I was hoping he would bend the arc well enough to the post-9/11 critique of the War on Iraq…but he just didn’t. The ending felt rushed, the denouement came from a place of anger at the western imperial powers. And that’s fine; the Iraq War should make you angry. But it didn’t make for compelling reading. I understand the point Le Carré was trying to make but it felt like a duck given the first 300 pages of reading.
Le Carré would make many similar points in A Most Wanted Man and would do so more effectively.
Are Snakes Necessary? ****
Have folks…really truly never watched a Brian De Palma movie? What did they expect when they picked it up?

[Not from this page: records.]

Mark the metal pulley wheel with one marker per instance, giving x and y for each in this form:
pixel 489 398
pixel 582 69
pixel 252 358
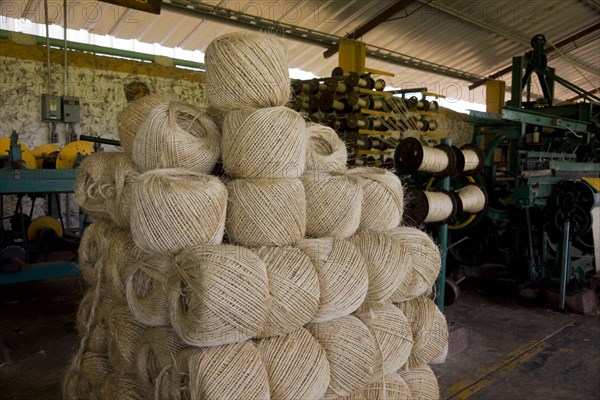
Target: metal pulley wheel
pixel 579 217
pixel 573 201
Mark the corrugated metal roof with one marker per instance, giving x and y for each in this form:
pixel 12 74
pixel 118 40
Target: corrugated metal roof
pixel 476 36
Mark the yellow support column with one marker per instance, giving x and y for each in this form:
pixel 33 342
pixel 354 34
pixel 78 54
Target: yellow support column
pixel 352 54
pixel 494 96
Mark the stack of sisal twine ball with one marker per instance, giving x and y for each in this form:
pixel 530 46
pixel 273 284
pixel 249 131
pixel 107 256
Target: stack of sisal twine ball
pixel 288 277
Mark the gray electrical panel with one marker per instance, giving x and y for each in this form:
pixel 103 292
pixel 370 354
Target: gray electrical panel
pixel 70 109
pixel 51 108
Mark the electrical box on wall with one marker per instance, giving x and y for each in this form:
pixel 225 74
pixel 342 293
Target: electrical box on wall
pixel 51 108
pixel 70 109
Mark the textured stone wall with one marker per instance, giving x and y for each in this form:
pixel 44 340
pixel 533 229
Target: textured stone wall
pixel 23 81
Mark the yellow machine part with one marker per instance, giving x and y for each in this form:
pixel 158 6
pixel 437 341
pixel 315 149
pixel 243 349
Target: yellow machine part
pixel 68 155
pixel 43 151
pixel 41 223
pixel 27 155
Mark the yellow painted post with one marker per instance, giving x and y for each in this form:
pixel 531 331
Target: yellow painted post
pixel 352 54
pixel 494 96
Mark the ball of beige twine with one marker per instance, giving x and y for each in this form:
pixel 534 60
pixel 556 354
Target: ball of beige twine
pixel 393 337
pixel 124 387
pixel 218 295
pixel 126 174
pixel 264 143
pixel 98 336
pixel 131 118
pixel 297 366
pixel 383 199
pixel 125 334
pixel 342 274
pixel 173 209
pixel 266 212
pixel 325 151
pixel 121 249
pixel 146 289
pixel 429 329
pixel 247 69
pixel 217 114
pixel 391 387
pixel 333 204
pixel 84 379
pixel 387 264
pixel 422 382
pixel 294 289
pixel 233 371
pixel 93 247
pixel 95 183
pixel 156 351
pixel 350 349
pixel 177 135
pixel 425 259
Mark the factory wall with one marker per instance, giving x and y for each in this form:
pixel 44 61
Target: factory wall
pixel 97 80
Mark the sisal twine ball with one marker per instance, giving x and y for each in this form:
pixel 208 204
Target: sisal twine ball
pixel 218 295
pixel 96 329
pixel 95 183
pixel 325 151
pixel 342 274
pixel 247 69
pixel 93 247
pixel 173 209
pixel 294 289
pixel 156 351
pixel 350 349
pixel 422 382
pixel 233 371
pixel 121 249
pixel 429 329
pixel 177 135
pixel 391 387
pixel 131 118
pixel 266 212
pixel 217 114
pixel 333 204
pixel 125 334
pixel 387 264
pixel 266 143
pixel 126 174
pixel 125 387
pixel 425 260
pixel 85 375
pixel 393 337
pixel 296 365
pixel 383 199
pixel 146 289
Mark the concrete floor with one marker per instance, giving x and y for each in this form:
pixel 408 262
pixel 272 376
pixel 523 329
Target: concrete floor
pixel 516 351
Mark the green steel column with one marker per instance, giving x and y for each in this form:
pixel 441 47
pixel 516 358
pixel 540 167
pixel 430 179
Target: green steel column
pixel 443 245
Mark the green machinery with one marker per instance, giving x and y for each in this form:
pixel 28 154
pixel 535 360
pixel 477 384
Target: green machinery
pixel 23 256
pixel 42 248
pixel 543 176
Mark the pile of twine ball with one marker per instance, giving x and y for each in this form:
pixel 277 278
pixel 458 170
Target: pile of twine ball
pixel 285 276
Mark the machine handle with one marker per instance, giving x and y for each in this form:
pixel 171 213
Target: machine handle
pixel 96 139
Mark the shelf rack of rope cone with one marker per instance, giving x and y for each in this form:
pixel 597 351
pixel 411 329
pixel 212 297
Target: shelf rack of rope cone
pixel 370 120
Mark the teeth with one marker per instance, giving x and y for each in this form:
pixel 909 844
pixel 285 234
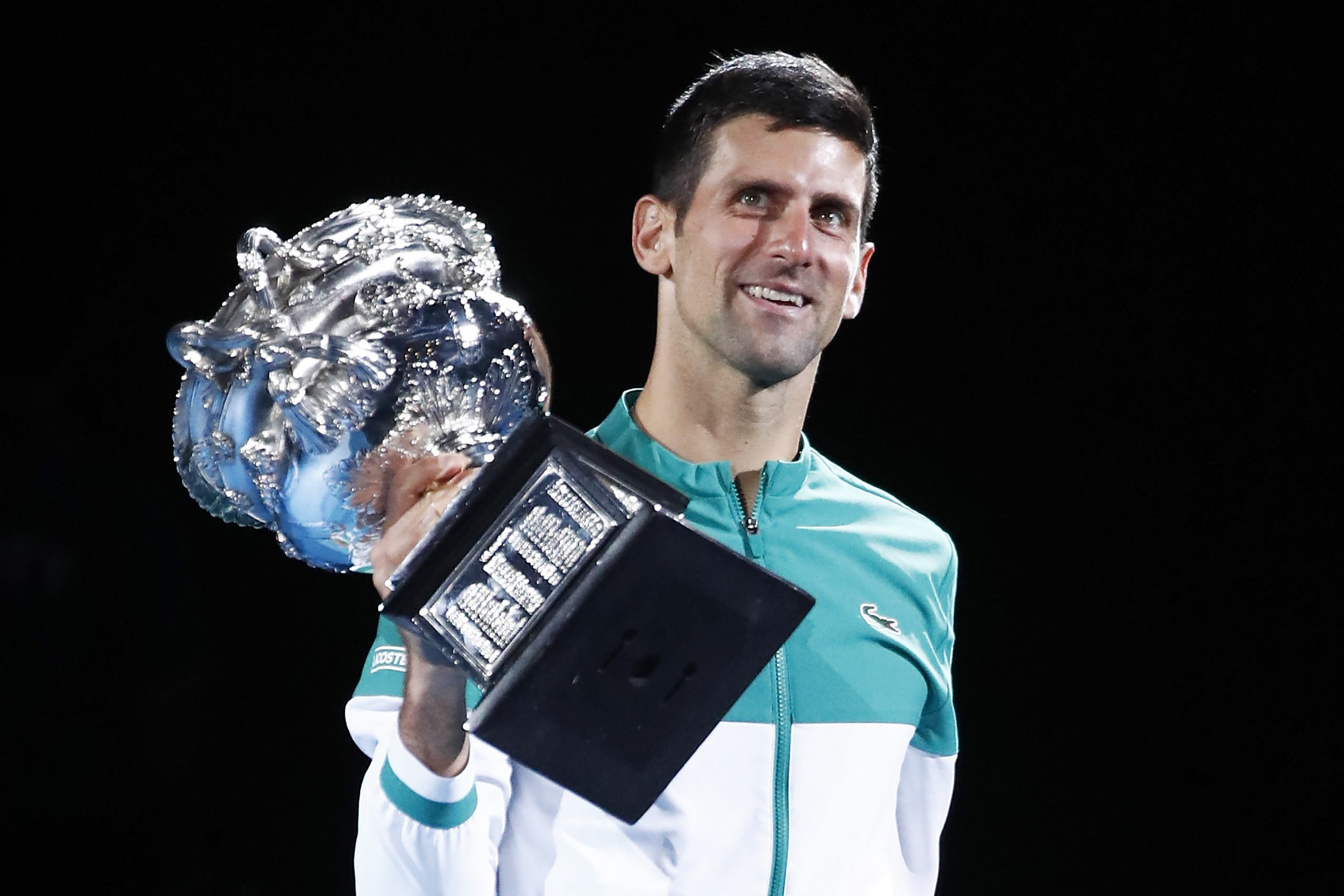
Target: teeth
pixel 773 294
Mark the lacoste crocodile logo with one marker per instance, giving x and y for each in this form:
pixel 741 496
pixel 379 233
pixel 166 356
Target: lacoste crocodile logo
pixel 389 659
pixel 886 625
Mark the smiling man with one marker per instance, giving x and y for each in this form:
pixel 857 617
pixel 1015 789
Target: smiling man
pixel 834 770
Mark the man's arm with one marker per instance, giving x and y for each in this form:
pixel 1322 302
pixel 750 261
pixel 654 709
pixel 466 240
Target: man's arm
pixel 432 805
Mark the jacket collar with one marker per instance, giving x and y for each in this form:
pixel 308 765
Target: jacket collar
pixel 620 433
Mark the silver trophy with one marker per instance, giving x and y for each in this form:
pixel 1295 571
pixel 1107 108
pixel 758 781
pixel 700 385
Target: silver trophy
pixel 373 338
pixel 608 637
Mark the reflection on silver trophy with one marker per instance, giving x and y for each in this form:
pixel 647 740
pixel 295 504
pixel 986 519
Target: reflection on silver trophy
pixel 378 336
pixel 375 336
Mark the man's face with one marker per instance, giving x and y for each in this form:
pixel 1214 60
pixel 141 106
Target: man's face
pixel 769 261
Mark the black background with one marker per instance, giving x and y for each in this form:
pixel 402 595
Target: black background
pixel 1095 350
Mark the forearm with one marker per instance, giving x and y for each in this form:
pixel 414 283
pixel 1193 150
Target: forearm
pixel 433 714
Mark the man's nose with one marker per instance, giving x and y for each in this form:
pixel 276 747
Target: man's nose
pixel 791 237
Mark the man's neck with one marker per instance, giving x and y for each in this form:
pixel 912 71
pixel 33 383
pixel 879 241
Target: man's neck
pixel 725 418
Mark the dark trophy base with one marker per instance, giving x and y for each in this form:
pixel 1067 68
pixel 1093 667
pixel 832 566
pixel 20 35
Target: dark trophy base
pixel 608 637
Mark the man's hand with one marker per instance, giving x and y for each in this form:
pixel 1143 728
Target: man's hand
pixel 435 699
pixel 420 493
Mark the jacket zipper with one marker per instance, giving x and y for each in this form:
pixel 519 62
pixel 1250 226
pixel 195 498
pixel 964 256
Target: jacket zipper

No less than Martin Scorsese blurbed the book by saying: “It’s like having another Brian De Palma picture!” He’s right! That’s exactly what it is.
I’ve never had an affair but from most people who have written about it, they talk about how the moments of coital bliss are special because of the sneakiness of the engagement, with the postcoital guilt being crushing because of the world they have to return to. De Palma’s stories are basically that erotic thrill/sorrow in words. This was a fun, breezy read, basically as if De Palma had dragged out an unpublished script from 1985, handed it to Susan Lehman and said “Here ya go. Try to make a few bucks off of this.” I was happy to give him my money.
I love the Hard Case Crime label but too often, it’s just reprinting stuff from the same authors over and over again. More of this, please. I enjoyed the hell out of it.
The Jedi Doth Return (William Shakespeare’s Star Wars) ****
Another one I enjoyed in this series. I think Doescher really found a voice with this one, using the chorus a little less and trusting expository dialogue to bring the story home. It was fun.